County by County Blog

Project updates, commentaries, events and news about health across the nation from the County Health Rankings & Roadmaps team.

Introducing a new way to view county health data

Publication date
March 18, 2024

In our ongoing commitment to innovating the tools communities can use to improve health and equity, County Health Rankings & Roadmaps (CHR&R) will offer a new way to view the health of nearly every county in the country. The data-driven approach is available as a part of our 2024 Annual Data Release.  

Over the last decade, CHR&R ranked the health of counties within states, providing a simple way to understand differences in health. We have replaced that method with a sharper tool that allows comparisons of a county’s health with other counties, whether that’s in the same state or across the nation.  

Within each County Health Snapshot there are two new visuals. One represents a summary of a county’s Health Outcomes, or length and quality of life. The other represents Health Factors, or the conditions that contribute to length and quality of life such as housing affordability, living wages and adequate school funding.  

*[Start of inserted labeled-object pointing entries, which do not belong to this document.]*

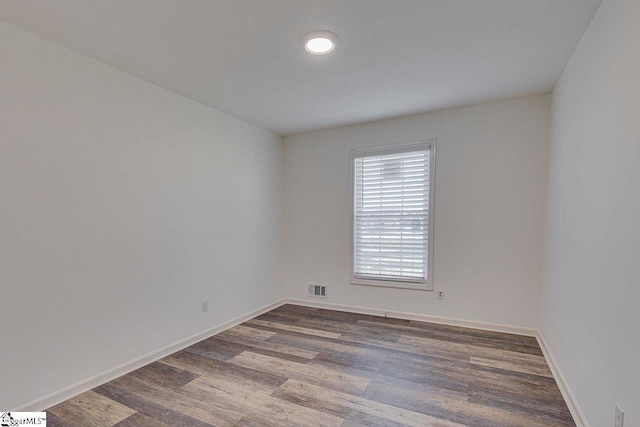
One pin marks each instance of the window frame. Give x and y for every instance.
(427, 144)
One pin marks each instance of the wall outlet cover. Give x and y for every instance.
(619, 416)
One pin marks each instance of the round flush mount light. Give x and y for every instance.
(320, 42)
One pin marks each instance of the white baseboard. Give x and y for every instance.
(563, 385)
(517, 330)
(54, 398)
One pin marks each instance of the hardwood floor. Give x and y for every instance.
(300, 366)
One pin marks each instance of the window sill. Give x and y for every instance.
(391, 284)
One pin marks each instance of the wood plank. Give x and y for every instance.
(202, 410)
(392, 413)
(164, 375)
(291, 328)
(248, 332)
(141, 420)
(320, 375)
(463, 412)
(256, 405)
(202, 366)
(272, 346)
(91, 409)
(306, 366)
(167, 415)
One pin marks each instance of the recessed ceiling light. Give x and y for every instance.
(320, 42)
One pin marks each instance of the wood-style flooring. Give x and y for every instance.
(300, 366)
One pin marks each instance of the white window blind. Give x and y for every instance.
(391, 215)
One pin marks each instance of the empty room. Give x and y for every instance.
(320, 213)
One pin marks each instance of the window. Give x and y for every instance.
(393, 216)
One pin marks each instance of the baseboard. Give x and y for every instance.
(563, 385)
(517, 330)
(54, 398)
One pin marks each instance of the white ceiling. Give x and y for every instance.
(394, 57)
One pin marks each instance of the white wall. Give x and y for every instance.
(490, 192)
(589, 302)
(123, 205)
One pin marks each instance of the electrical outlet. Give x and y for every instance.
(619, 416)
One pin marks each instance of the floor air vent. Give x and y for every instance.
(318, 291)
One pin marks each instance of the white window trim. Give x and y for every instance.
(429, 144)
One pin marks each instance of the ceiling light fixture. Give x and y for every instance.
(320, 42)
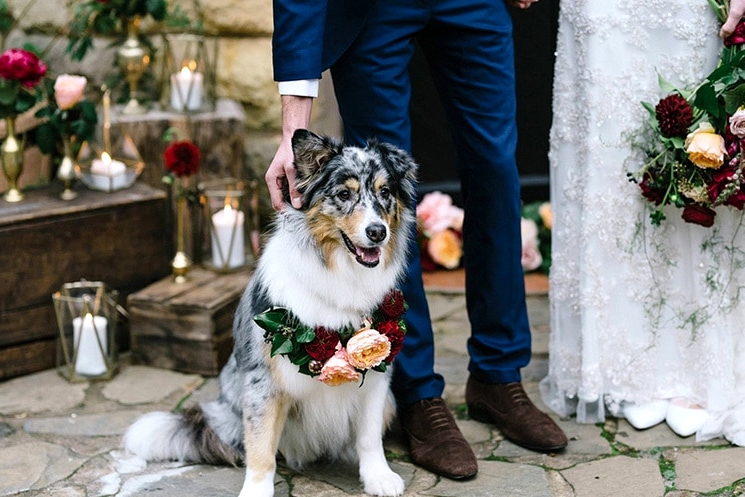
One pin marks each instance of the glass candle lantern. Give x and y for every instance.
(87, 320)
(227, 219)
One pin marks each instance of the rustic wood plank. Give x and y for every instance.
(28, 358)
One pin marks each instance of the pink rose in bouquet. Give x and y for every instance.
(367, 348)
(68, 90)
(337, 370)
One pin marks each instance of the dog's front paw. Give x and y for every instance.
(383, 484)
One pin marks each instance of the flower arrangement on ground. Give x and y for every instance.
(535, 229)
(695, 161)
(21, 71)
(439, 232)
(68, 116)
(338, 356)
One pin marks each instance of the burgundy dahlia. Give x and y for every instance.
(674, 115)
(324, 345)
(698, 214)
(392, 330)
(182, 158)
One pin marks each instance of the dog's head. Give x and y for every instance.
(357, 200)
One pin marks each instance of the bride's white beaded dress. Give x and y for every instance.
(648, 322)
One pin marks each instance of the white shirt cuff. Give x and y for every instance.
(299, 88)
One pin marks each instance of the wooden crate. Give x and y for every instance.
(186, 327)
(119, 238)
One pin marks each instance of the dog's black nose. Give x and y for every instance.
(376, 232)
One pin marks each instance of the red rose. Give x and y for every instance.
(737, 37)
(392, 330)
(674, 115)
(393, 304)
(698, 214)
(22, 66)
(323, 347)
(182, 158)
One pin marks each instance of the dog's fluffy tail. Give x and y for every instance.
(163, 436)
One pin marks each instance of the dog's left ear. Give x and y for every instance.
(402, 167)
(311, 152)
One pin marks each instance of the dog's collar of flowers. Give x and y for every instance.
(336, 356)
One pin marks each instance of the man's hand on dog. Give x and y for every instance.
(280, 177)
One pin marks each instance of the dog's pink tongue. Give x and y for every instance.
(368, 255)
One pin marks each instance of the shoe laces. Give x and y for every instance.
(437, 415)
(517, 394)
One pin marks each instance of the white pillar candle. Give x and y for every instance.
(186, 86)
(227, 223)
(108, 173)
(90, 361)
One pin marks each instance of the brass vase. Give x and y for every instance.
(66, 170)
(133, 58)
(11, 150)
(181, 264)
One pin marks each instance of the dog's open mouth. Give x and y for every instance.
(369, 257)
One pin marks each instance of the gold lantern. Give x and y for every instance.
(86, 314)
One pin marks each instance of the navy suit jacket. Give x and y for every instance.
(310, 35)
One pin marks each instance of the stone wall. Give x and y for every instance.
(244, 67)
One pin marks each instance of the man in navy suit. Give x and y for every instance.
(368, 44)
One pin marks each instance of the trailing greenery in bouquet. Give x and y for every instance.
(695, 161)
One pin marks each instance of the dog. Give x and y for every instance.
(324, 267)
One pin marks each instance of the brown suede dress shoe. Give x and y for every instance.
(436, 443)
(507, 406)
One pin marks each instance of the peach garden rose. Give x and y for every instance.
(367, 348)
(337, 370)
(705, 147)
(68, 90)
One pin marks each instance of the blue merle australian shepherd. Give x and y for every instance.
(327, 266)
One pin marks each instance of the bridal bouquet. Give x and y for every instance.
(695, 161)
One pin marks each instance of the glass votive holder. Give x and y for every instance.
(226, 221)
(86, 314)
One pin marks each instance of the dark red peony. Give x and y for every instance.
(324, 345)
(674, 115)
(182, 158)
(392, 330)
(22, 66)
(698, 214)
(650, 192)
(737, 37)
(393, 304)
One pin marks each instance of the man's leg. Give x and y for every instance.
(471, 56)
(373, 91)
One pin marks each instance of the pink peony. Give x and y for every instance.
(22, 66)
(445, 248)
(531, 256)
(337, 370)
(436, 212)
(68, 90)
(367, 348)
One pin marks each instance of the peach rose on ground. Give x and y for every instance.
(531, 256)
(337, 370)
(436, 213)
(367, 348)
(445, 248)
(737, 123)
(705, 147)
(68, 90)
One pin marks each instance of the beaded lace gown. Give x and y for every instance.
(639, 314)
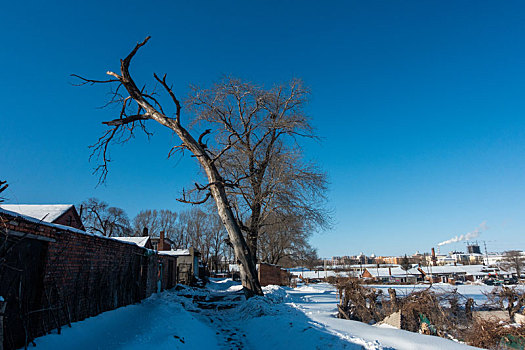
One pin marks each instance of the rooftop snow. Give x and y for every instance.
(140, 241)
(44, 212)
(179, 252)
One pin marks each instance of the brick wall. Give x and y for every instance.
(272, 274)
(63, 275)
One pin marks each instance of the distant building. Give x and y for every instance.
(473, 249)
(162, 243)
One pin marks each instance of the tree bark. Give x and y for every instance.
(247, 269)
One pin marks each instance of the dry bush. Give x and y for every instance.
(511, 299)
(359, 303)
(429, 304)
(491, 334)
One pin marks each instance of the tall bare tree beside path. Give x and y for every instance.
(139, 105)
(257, 130)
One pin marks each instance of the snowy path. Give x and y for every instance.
(219, 318)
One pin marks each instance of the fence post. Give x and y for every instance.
(3, 305)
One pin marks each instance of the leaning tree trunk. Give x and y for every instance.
(216, 184)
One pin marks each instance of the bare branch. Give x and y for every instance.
(128, 119)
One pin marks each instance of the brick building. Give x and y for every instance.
(53, 274)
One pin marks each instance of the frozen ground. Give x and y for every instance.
(219, 318)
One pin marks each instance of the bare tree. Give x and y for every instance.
(138, 105)
(217, 238)
(257, 133)
(3, 187)
(283, 241)
(514, 259)
(99, 217)
(147, 219)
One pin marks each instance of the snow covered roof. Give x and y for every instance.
(178, 252)
(393, 271)
(57, 226)
(43, 212)
(140, 241)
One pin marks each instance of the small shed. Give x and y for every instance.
(187, 264)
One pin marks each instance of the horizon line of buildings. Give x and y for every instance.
(473, 256)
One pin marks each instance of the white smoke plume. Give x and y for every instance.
(465, 237)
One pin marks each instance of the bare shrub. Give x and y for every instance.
(358, 302)
(511, 299)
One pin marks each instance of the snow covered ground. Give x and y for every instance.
(219, 318)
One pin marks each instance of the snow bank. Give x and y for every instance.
(159, 322)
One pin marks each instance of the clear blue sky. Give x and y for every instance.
(421, 106)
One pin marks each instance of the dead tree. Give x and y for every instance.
(137, 106)
(259, 128)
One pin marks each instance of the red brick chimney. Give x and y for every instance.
(162, 245)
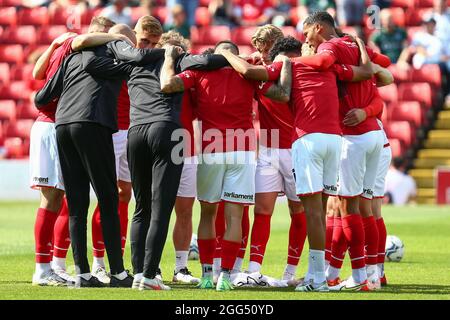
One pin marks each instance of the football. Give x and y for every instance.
(395, 249)
(193, 248)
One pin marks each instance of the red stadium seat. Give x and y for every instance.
(420, 91)
(428, 73)
(400, 130)
(17, 90)
(246, 50)
(210, 34)
(424, 3)
(25, 35)
(7, 110)
(161, 13)
(48, 34)
(202, 16)
(12, 3)
(398, 14)
(411, 31)
(389, 93)
(14, 148)
(27, 110)
(198, 49)
(21, 128)
(36, 16)
(137, 12)
(403, 3)
(400, 75)
(8, 16)
(406, 111)
(290, 31)
(22, 72)
(11, 53)
(396, 147)
(414, 17)
(66, 17)
(243, 35)
(4, 73)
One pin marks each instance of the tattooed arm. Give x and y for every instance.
(170, 82)
(281, 90)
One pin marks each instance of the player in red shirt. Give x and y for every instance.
(362, 144)
(52, 216)
(148, 33)
(312, 96)
(226, 120)
(274, 168)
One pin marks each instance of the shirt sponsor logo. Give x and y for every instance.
(238, 196)
(40, 180)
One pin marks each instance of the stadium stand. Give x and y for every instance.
(412, 103)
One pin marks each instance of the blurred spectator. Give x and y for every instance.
(180, 23)
(425, 47)
(253, 12)
(305, 7)
(222, 13)
(148, 6)
(189, 7)
(400, 186)
(391, 40)
(441, 15)
(119, 12)
(318, 5)
(350, 12)
(382, 3)
(282, 12)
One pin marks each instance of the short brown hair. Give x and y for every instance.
(267, 34)
(151, 25)
(101, 21)
(174, 38)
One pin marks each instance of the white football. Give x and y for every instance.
(395, 249)
(193, 248)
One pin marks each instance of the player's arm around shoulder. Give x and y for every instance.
(249, 71)
(281, 90)
(170, 82)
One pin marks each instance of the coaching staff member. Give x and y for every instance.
(155, 177)
(86, 118)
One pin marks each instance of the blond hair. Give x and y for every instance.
(150, 25)
(173, 38)
(101, 22)
(267, 34)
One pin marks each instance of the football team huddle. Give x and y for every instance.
(132, 111)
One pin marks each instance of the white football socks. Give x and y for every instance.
(59, 263)
(254, 267)
(42, 268)
(318, 261)
(181, 258)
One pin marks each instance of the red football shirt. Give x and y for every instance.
(352, 94)
(123, 108)
(47, 113)
(274, 115)
(186, 118)
(224, 108)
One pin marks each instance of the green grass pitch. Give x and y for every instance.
(422, 274)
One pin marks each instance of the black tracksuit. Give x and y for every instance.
(155, 176)
(86, 117)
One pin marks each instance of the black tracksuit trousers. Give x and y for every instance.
(155, 177)
(86, 154)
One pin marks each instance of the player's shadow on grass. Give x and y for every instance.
(416, 289)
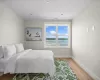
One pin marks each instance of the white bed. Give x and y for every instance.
(30, 61)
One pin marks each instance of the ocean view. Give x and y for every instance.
(61, 41)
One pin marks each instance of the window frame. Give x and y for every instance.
(56, 24)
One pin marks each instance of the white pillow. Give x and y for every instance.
(1, 52)
(9, 51)
(19, 47)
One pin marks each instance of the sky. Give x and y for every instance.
(51, 31)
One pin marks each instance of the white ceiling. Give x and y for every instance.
(48, 9)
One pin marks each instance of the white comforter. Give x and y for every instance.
(31, 61)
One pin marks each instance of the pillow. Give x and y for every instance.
(1, 52)
(9, 51)
(19, 47)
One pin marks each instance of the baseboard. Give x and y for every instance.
(87, 70)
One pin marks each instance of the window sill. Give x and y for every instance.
(56, 47)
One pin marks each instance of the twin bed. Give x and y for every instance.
(29, 61)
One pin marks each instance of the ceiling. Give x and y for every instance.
(47, 9)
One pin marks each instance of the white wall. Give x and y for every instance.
(58, 52)
(86, 45)
(11, 26)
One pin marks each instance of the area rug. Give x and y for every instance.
(63, 72)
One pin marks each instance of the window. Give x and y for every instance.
(57, 35)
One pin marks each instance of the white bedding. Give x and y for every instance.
(31, 61)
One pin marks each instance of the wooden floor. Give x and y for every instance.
(80, 73)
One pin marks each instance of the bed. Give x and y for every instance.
(29, 61)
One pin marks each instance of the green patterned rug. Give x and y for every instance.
(63, 72)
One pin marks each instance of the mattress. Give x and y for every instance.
(2, 64)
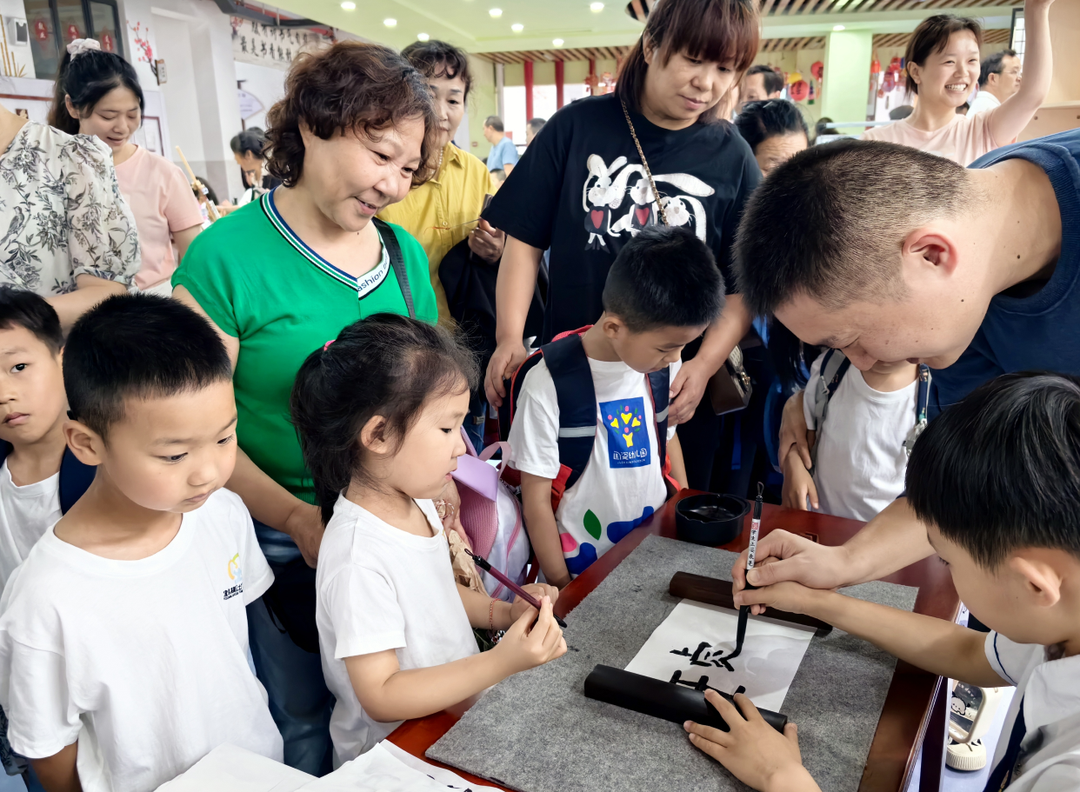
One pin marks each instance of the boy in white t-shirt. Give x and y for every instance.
(662, 292)
(123, 634)
(995, 481)
(859, 444)
(32, 410)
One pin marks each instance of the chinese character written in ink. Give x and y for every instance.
(700, 657)
(701, 685)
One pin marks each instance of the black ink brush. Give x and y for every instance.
(755, 526)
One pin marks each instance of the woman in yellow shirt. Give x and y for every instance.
(443, 212)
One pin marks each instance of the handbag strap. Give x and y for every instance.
(396, 262)
(645, 163)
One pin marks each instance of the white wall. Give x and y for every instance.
(181, 102)
(194, 39)
(21, 62)
(264, 83)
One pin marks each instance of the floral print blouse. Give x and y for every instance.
(62, 214)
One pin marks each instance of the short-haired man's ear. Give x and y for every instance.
(929, 246)
(611, 325)
(84, 442)
(1038, 575)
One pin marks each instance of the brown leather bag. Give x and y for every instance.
(730, 388)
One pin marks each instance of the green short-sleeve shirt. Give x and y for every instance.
(260, 283)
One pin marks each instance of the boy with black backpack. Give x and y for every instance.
(590, 432)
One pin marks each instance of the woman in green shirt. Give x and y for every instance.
(282, 276)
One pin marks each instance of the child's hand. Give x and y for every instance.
(791, 596)
(523, 647)
(753, 751)
(798, 483)
(539, 591)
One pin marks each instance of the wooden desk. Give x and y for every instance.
(915, 709)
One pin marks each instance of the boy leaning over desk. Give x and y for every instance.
(997, 481)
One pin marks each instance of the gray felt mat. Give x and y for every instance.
(538, 733)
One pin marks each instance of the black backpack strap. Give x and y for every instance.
(396, 260)
(75, 480)
(568, 365)
(660, 386)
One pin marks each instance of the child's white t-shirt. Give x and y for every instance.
(622, 484)
(381, 588)
(145, 662)
(1047, 689)
(861, 460)
(25, 514)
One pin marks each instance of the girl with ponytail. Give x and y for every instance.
(97, 93)
(379, 413)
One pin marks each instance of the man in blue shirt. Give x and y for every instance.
(503, 155)
(895, 254)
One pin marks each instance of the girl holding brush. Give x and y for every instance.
(379, 413)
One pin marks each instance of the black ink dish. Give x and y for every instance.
(710, 519)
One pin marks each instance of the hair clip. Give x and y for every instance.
(80, 45)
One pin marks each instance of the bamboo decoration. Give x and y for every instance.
(211, 209)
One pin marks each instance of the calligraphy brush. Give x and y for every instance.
(483, 564)
(755, 526)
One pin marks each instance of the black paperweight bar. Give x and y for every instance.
(662, 699)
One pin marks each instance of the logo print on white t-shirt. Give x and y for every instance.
(628, 432)
(237, 575)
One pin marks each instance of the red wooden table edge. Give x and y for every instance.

Graphic showing Health Outcomes groups graphic

Each county in a state is represented by a dot, placed on a continuum from least healthy to healthiest in the nation. The continuum also highlights state and national averages. The color of each dot represents Health Groups, our data-informed groupings of counties nationwide with similar Health Outcomes or Health Factors on the continuum. States may or may not have counties that fall within each of the Health Groups across the range of health nationally.

These graphics illustrate the relative similarities in county health among Health Groups on a national scale. Health Groups support data-informed comparisons and a focus on meaningful similarities that can support action but do not necessarily represent statistically significant differences in county health.  

The new visual replaces the ranking method in which counties were assigned a single number out of the total number of counties in a state. Compared to the ordinal ranking approach, this new method more accurately reflects similarities and differences between counties. Counties experiencing similar conditions can then explore ways to combat inequities together so that everyone has opportunities and resources to live long and live well.